Safaris go sustainable… because that’s what the (rich) kids are into these days


June 17, 2019

Wealthy foreigners have “gone on safari” in Africa since the 1800s.

As tourists abandon rustic rhino-hunting for sustainable sightseeing, tour operators are constructing a new version of Africa for today’s tourists — and it’s built on imported Tesla batteries instead of imported rifles.

It’s time for… (*enthusiastic marketer leads drumroll*)… a rebrand!!

Theodore Roosevelt and Ernest Hemingway went to Africa to kill its elephants; Prince Harry and George Clooney go to save its people. But some things never change: Celebrities who safari want to do it in style.

So, to attract celebrities with progressive preferences, tour companies are buying electric safari vehicles, building sustainable lodging, and focusing on eco-tourism.

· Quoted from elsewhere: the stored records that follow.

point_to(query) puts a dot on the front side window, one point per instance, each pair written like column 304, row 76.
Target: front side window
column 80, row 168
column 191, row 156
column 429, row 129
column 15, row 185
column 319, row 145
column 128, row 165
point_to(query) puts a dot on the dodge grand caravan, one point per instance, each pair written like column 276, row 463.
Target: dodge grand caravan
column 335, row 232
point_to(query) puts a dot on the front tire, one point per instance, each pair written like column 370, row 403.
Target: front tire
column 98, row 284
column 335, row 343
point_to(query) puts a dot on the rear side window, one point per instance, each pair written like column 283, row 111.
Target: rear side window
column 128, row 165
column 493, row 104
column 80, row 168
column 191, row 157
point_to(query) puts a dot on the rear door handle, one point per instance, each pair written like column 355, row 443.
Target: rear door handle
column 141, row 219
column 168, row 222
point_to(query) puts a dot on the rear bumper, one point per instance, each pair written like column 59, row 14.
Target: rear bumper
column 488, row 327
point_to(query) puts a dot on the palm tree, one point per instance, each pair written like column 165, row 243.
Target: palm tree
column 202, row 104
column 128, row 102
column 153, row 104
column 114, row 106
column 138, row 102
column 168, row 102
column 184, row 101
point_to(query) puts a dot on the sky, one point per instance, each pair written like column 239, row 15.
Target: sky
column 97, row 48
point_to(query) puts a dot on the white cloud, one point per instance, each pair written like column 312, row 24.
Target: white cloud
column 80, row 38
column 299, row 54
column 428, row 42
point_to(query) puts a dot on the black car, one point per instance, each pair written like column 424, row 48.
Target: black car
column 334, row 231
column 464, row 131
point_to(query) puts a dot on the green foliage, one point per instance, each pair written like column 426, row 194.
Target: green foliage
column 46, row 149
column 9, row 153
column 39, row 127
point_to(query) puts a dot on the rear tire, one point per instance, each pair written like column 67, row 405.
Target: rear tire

But it’s still not exactly accessible to everyone…

Like people who actually live in Africa, for instance.

Most safari packages still start at prices of $750 per person per day — and can cost several thousand dollars depending on the level of luxury.

Like the lavish hunting expeditions of the Roosevelt era, these over-the-top eco-excursions are still geared toward wealthy foreigners, not local Africans.

Sustainability itself is a win. But the fact that tour companies prioritize the environment for tourists — while members of the African middle class, who often can’t afford safari vacations, don’t share that commitment — shows that the impact of new, green safaris is complex.